What are elements of the field $\frac{\mathbb{F}_2[x,y]}{x^3-y^2+x+1}$? Is that polynomial irreducible?

Question

On a previous problem, I had the field $A=\mathbb{F}_3[x]$ and the polynomial $p(x)=x^3+x+1$, where that polynomial is reducible in $\mathbb{F}_3$, then I had $\frac{A}{p(x)}$ and I had to find its elements, which is easy knowing that $\frac{A}{p(x)}$ is isomorphic to $\frac{\mathbb{F}_3[x]}{x-1} \times \frac{\mathbb{F}_3[x]}{x^2 + x + 2}$. So now I've got this field $\frac{\mathbb{F}_2[x,y]}{x^3-y^2+x+1}$. And I need to conclude how would the previous problem change if now I worked with this new field, but I've got no clue on how to work with it since it works on two variables. Is the polynomial irreducible? How are its elements defined? Any help? I don't really need to do much, I just need to come to some conclusion.

Answer 1

Since $1=-1$ in $\mathbb{F}_2$, we can replace all the minus sings ($-$) by plus signs ($+$).

First we prove that the polynomial $p(x,y)=y^2+x^3+x+1\in\mathbb{F}_2[x,y]$ is irreducible. To do so, note that $\mathbb{F}_2[x,y]=(\mathbb{F}_2[x])[y]$, that is, we can see $p(x,y)$ as a polynomial in the indeterminate $y$ with coefficients in the ring $\mathbb{F}_2[x]$. As such, $p(x,y)$ is a polynomial of degree $2$ in $y$ so, if its is reducible, it must be either a product of a degree two and a degree zero polynomial in $y$ or a product of two polynomials of degree one in $y$. The former case is easy to rule out. In the latter we have $$ p(x,y)=(c(x)y+a(x))(d(x)y+b(x)), \quad a(x),b(x),c(x),d(x)\in\mathbb{F}_2[x]. $$ By comparing the coefficients of $y^2$ in both sides, you can conclude that $c(x)$ and $d(x)$ are units, and we can assume that both equal $1$. So we have $$ p(x,y)=(y+a(x))(y+b(x)). $$ Expanding this product, you obtain that $a(x)+b(x)=0$ and $a(x)b(x)=x^3+x+1$. But then $a(x)=b(x)$ (recall that $1=-1$ in $\mathbb{F}_2$), that is, $(a(x))^2 = x^3+x+1$. But this is impossible, since $(a(x))^2$ must have even degree, and $x^3+x+1$ has odd degree. This proves that $p(x,y)$ is irreducible.

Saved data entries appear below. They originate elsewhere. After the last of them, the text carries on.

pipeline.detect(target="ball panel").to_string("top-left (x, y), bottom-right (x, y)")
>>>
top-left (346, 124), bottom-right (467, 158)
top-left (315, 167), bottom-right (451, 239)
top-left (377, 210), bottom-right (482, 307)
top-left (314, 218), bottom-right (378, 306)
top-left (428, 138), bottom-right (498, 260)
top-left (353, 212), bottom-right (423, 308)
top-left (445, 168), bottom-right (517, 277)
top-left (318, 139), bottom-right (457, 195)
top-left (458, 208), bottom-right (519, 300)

Now, to describe the elements of $R=\mathbb{F}_2[x,y]/(p(x,y))$, you have already the answer in the comments. I just complement it (you must verify the details):

Let $\varphi:\mathbb{F}_2[x]\oplus\mathbb{F}_2[x]\to R$ be the $\mathbb{F}_2$-linear map given by $$ \varphi(a(x),b(x)) = a(x)+b(x)y + (p(x,y)). $$ Let $\psi':\mathbb{F}_2[x,y]\to \mathbb{F}_2[x]\oplus\mathbb{F}_2[x]$ defined by $$ \sum a_i(x)y^{i}\mapsto \left( \sum a_{2i}(x)(x^3+x+1)^{i},\sum a_{2i+1}(x)(x^3+x+1)^{i} \right). $$ Note that $(p(x,y))$ is contained in the kernel of $\psi'$ so this induces a $\mathbb{F}_2$-linear map $\psi:R\to \mathbb{F}_2[x]\oplus\mathbb{F}_2[x]$. After a simple calculation, you can show that $\varphi$ and $\psi$ are mutually inverse linear maps, so that $R$ is isomorphic, as a vector space, to $\mathbb{F}_2[x]\oplus\mathbb{F}_2[x]$. Under this isomorphism, the pair $(a(x),b(x))\in \mathbb{F}_2[x]\oplus\mathbb{F}_2[x]$ corresponds to $a(x)+b(x)y+(p(x,y))$. Thus, if we write $\overline{x}$ and $\overline{y}$ to denote the image of $x$ and $y$ in $R$, respectively, we see that the elements of $R$ are all of the form $a(\overline{x})+b(\overline{x})\overline{y}$ for $a(x),b(x)\in \mathbb{F}_2[x]$.